German business confidence surged to the highest level in more than 1 1/2 years, signaling that the recovery in Europe’s largest economy remains on track even after growth slowed in the third quarter.
The Ifo institute’s business climate index, based on a survey of 7,000 executives, increased to 109.3 in November from 107.4 in October. That’s the highest since April last year and exceeds all 43 economist forecasts in a Bloomberg News survey. The median was for an increase to 107.7.
German companies are becoming more optimistic as they invest to take advantage of domestic unemployment near a two-decade low and the end of the euro area’s longest-ever recession. Investor confidence rose to the highest level in four years in November and the Bundesbank said this week that the nation’s economy remains on a “solid growth path.”
“Germany’s economic expansion is broad-based, with expectations rising across all sectors of the economy,” said Christian Schulz, senior economist at Berenberg in London. “Households generally should be in a fairly comfortable financial situation. And with the euro crisis not making the newspaper headlines much for the first time in at least two years, uncertainty should be lower as well.”
A measure of current conditions rose to 112.2 in November from 111.3, while a gauge of expectations jumped to 106.3 from 103.7, Ifo said.
German gross domestic product grew 0.3 percent in the third quarter after a 0.7 percent expansion in the three months through June. Growth was driven exclusively by domestic demand, the Federal Statistics Office in Wiesbaden said today. Capital investment rose 1.6 percent in the three months through September from the prior quarter and construction increased 2.4 percent, it said.
Beiersdorf AG (BEI), the Hamburg-based maker of Nivea hand cream, raised its full-year sales forecast this month and said its Tesa unit, which produces adhesive tapes for electronics and automotive industries, will report stronger annual sales growth than expected.
While the local economy contributed 0.7 percentage point to GDP last quarter, net trade subtracted 0.4 percentage point, signaling the fragility of the recovery in the 17-nation euro area, Germany’s biggest export destination.
Euro-area GDP grew 0.1 percent in the third quarter, down from 0.3 percent in the prior three months when the economy emerged from six quarters of recession. Italy extended a record-long contraction and the French economy, Germany’s biggest trading partner, unexpectedly shrank.

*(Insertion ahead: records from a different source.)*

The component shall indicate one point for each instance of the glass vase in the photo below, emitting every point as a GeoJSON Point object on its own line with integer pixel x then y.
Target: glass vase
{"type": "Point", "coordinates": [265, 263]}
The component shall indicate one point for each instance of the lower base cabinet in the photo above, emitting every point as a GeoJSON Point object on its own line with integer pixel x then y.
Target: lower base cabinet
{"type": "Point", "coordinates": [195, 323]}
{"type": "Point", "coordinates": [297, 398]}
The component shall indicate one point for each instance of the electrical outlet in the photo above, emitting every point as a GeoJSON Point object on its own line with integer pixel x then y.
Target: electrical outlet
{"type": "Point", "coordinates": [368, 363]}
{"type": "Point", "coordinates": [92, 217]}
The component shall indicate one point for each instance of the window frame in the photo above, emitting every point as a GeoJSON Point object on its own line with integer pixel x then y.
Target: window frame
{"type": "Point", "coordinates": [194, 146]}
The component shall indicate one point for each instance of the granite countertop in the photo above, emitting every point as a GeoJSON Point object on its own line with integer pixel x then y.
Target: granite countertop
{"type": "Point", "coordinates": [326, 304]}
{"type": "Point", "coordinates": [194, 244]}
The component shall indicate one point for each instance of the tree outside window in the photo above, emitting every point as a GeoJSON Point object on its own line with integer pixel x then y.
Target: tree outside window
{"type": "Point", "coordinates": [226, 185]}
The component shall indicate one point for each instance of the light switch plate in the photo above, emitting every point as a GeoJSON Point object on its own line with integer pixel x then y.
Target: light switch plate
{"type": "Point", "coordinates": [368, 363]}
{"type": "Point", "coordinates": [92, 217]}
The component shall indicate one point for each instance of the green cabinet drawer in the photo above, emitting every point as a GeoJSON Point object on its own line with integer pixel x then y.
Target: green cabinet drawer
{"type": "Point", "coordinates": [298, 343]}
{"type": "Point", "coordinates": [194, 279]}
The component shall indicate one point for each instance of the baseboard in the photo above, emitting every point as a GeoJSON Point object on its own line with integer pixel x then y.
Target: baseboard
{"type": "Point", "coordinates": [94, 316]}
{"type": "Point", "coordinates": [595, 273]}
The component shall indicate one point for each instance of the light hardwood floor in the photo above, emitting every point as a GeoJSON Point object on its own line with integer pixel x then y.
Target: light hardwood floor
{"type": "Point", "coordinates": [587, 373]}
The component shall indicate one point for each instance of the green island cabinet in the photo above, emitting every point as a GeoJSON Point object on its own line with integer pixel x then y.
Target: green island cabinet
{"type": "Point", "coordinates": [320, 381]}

Italy and Spain will defend their 2014 spending plans at a meeting of euro-area finance ministers today, risking a clash over economic frailties that could undermine efforts to pull the currency bloc out of a debt crisis now in its fifth year.
Fabrizio Saccomanni of Italy and Luis de Guindos of Spain will be called upon to justify their draft budgets at the gathering in Brussels, amid fears that complacency is setting in following the easing of bond-market pressure over the past 18 months.
The European Central Bank this month reduced its benchmark interest rate to a record low of 0.25 percent, citing downside risks to the economy and the possibility of a prolonged period of low inflation. ECB President Mario Draghi said in Frankfurt today that while several countries are behind in implementing reforms, the economic situation in the currency bloc has improved.
Headwinds for Germany also include political uncertainty as the biggest parties try to form a coalition government. Chancellor Angela Merkel’s Christian Democratic bloc is still in talks with the Social Democrats two months after she won a general election. A group of economic advisers said last week that possible compromises, including a minimum wage and higher pensions, risk rolling back reforms that helped the economy.
Economists surveyed by Bloomberg News predict quarterly growth for Germany of 0.4 percent until the first three months of 2015. The European Commission forecasts the economy will expand 1.7 percent next year.
The Ifo index signals “a progressive improvement of the economy,” said Annalisa Piazza, an economist at Newedge Group in London. “Prospects for the future remained bright in November.”